You can also add thyme, parsley, cloves etc based on your personal taste. Be careful though of adding too much salt or you will regret it later.

It seems people disagree on how long you can store it but it seems 1 month in the freezer is fine and perhaps up to 3 will be okay.

Do you make your own stock? What flavors do you add?

3 Comments leave one →
  1. February 19, 2009 7:48 am

    I love making my own stock. I always add thyme (which I keep a pot of in the kitchen window). I also add onions, celery, carrots, bay leaf, garlic and a few peppercorns (a whole clove is also good). I usually leave the salting to the final recipe I’m using the stock in.
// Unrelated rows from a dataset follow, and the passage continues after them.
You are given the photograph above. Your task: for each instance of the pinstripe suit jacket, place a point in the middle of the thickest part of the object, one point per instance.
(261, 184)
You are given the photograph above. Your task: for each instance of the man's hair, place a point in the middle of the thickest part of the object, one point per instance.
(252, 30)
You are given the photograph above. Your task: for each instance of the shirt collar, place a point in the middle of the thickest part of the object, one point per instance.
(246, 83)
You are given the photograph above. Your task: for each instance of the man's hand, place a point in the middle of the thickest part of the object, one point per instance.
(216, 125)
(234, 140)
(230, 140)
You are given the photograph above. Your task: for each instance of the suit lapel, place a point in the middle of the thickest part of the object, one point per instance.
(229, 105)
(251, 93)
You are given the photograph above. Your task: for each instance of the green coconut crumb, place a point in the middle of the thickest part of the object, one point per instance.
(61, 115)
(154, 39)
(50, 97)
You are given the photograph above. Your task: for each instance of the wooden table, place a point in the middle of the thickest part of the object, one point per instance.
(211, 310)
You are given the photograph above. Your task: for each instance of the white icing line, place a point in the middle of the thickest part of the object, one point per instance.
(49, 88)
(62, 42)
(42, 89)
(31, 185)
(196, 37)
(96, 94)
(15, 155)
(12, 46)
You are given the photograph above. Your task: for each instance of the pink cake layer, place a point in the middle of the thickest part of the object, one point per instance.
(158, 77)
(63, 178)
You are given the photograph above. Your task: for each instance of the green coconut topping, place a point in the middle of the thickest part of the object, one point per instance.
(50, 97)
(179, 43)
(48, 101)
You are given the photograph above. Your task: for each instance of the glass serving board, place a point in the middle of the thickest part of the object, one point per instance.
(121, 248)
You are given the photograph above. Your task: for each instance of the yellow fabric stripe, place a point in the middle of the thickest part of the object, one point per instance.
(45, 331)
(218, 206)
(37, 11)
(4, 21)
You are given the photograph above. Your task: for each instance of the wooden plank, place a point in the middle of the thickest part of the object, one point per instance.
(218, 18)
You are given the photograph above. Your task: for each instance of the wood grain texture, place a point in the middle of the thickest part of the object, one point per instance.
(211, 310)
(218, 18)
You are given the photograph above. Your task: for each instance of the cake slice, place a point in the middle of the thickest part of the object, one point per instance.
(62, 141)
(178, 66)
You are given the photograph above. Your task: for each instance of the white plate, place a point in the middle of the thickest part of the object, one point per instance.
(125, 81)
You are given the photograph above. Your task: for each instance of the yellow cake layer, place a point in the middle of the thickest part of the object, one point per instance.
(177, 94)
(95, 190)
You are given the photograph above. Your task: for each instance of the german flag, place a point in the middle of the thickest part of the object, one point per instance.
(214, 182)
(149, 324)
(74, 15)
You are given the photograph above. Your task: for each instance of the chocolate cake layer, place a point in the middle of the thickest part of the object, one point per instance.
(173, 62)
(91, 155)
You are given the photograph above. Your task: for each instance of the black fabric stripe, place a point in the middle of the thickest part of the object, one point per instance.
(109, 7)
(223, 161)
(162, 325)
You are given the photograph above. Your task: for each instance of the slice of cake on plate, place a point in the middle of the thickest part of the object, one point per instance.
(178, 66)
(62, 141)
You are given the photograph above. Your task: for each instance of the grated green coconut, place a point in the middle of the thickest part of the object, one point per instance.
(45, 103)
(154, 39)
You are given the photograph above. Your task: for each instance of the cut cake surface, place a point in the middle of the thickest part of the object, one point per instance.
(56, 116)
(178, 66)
    I keep mine in the freezer usually, sometimes I can it. It keeps for quite a while in the freezer (although I use glass containers which helps it keep longer).

  2. Una permalink
    February 19, 2009 12:40 pm

    I do this every time I roast a chicken, or turkey, or, just recently, a goose. Taking the meat off the bone is much, much easier when things are warm – don’t refrigerate your bird carcase, thinking you’ll get to it tomorrow. If I am using chicken pieces, rather than a picked over carcase, I will simmer them until cooked, but not over cooked, remove them from the pot, allow to cool a bit, remove the meat (for soup, salad, whatever), and return the bones to the pot to continue cooking. A large slow cooker is ideal for making stock.